Friday, April 13, 2012

Dear Diary #1: Constructive Criticism

An entry from my diary circa 1997 expresses the well known trauma of receiving criticism on a piece of writing we believe has been misunderstood. We were told to write descriptive paragraphs for our Grade 7 Language class and my teacher had some suggestions that did not go over well:

Saturday, January 11th, 1997

Diary,

Something terrible happened to me when I went to school the other day. You see, I had to write a descriptive paragraph about anything for a school assignment. I wrote about rain. I love rain. I wrote a verse where it goes like this --

the rain peletted
down to the bold
concrete and it washed
over me, it enchanted me.

I admit it certainly isn't my best, but my teacher put question marks where I wrote "bold concrete" and "enchanted me," and she corrected my spelling for pelleted. She changed it to pelted. I understand she did it for my own good, but concrete is bold! People walk, tramp, and jump on it, ride, run and skid across it, and it still remains. So wouldn't the concrete be brave, bold, then? I know it is.

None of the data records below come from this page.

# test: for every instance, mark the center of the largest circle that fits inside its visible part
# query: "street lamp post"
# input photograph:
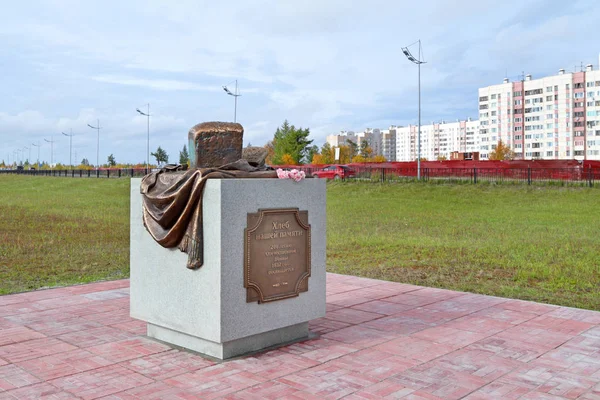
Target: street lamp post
(38, 159)
(417, 61)
(70, 147)
(29, 159)
(97, 144)
(148, 140)
(235, 94)
(51, 141)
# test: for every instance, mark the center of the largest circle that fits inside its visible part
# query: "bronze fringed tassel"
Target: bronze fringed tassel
(194, 248)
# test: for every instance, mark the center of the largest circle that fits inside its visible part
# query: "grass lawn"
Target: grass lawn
(59, 231)
(533, 243)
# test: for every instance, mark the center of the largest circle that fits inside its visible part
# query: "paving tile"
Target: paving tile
(98, 286)
(411, 300)
(324, 325)
(480, 363)
(327, 381)
(383, 390)
(51, 327)
(373, 363)
(128, 349)
(351, 316)
(107, 294)
(17, 335)
(152, 391)
(273, 364)
(346, 299)
(266, 390)
(382, 307)
(561, 325)
(167, 364)
(438, 381)
(63, 364)
(497, 390)
(528, 306)
(567, 385)
(479, 324)
(512, 349)
(110, 318)
(505, 315)
(360, 336)
(321, 350)
(101, 382)
(414, 348)
(94, 337)
(134, 326)
(576, 314)
(450, 336)
(43, 391)
(33, 349)
(216, 381)
(12, 377)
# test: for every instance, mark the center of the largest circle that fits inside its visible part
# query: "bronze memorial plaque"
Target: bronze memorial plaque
(276, 254)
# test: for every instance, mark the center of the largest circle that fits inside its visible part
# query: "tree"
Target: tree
(353, 148)
(288, 160)
(311, 151)
(160, 155)
(184, 157)
(501, 152)
(365, 150)
(290, 140)
(270, 152)
(327, 154)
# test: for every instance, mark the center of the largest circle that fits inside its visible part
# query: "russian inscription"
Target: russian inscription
(276, 254)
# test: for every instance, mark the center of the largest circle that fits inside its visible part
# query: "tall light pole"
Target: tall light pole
(98, 144)
(29, 159)
(235, 94)
(51, 141)
(417, 61)
(70, 147)
(38, 160)
(148, 141)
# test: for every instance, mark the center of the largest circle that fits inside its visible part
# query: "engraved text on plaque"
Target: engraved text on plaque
(276, 254)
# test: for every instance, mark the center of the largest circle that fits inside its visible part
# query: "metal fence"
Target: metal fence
(577, 176)
(82, 173)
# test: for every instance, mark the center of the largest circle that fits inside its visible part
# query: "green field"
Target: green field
(535, 243)
(58, 231)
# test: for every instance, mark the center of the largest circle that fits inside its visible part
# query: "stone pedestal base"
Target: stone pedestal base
(233, 348)
(205, 310)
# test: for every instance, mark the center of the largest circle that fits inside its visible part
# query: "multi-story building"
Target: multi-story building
(438, 140)
(555, 117)
(388, 143)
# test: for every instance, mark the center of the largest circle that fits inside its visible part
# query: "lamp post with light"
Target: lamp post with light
(417, 61)
(235, 94)
(148, 140)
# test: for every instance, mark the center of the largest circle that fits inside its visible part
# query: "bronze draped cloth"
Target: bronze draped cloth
(172, 204)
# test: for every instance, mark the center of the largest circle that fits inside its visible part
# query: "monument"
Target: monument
(255, 249)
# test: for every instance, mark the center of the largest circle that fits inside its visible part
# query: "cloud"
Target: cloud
(158, 84)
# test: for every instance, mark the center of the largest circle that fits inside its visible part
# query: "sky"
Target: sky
(326, 65)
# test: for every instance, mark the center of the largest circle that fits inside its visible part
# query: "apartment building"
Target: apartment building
(438, 140)
(555, 117)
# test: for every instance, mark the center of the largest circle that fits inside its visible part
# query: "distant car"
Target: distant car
(335, 172)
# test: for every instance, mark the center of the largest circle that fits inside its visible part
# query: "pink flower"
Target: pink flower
(293, 174)
(281, 174)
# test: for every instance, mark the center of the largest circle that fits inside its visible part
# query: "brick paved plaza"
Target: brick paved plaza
(379, 340)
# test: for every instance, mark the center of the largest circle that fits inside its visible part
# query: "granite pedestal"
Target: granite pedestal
(205, 310)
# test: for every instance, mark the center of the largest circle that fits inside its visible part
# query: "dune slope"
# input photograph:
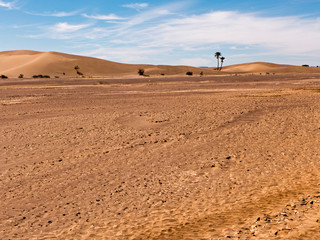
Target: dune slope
(264, 67)
(13, 63)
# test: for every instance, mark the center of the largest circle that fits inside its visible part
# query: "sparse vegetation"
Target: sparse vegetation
(222, 60)
(141, 72)
(217, 56)
(41, 76)
(77, 68)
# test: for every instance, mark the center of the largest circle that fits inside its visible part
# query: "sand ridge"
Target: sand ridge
(55, 64)
(234, 159)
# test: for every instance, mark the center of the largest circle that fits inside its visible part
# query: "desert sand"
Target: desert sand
(55, 64)
(213, 157)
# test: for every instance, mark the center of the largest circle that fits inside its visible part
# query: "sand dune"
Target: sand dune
(264, 67)
(28, 63)
(13, 63)
(218, 158)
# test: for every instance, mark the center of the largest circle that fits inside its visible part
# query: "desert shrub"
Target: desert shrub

I was really angry when she put a question mark next to enchanted me. Has she ever felt the rain? Has she ever really felt it? Has she heard it whisper secrets to her, laugh and sing to her? No. No, she hasn't. Everyone tries to escape the rain. They run from it. They hurry and shut their doors on it. But don't they know the rain is there to cheer them up? To sing and to laugh with them? To share secrets and tell stories to them? Do they know? NO! That is why the rain enchants me. That is why.

Why did she change peletted to pelted? I like peletted. Peletted is like -- rushing, hurrying, zooming, rapidly! Pelted is like sharp, hard, unforgiving. Doesn't she understand? I guess not.


Diagnosis: an acute case of hypersensitivity and resistance to criticism. But also a very firm sense of creative vision and JUSTICE.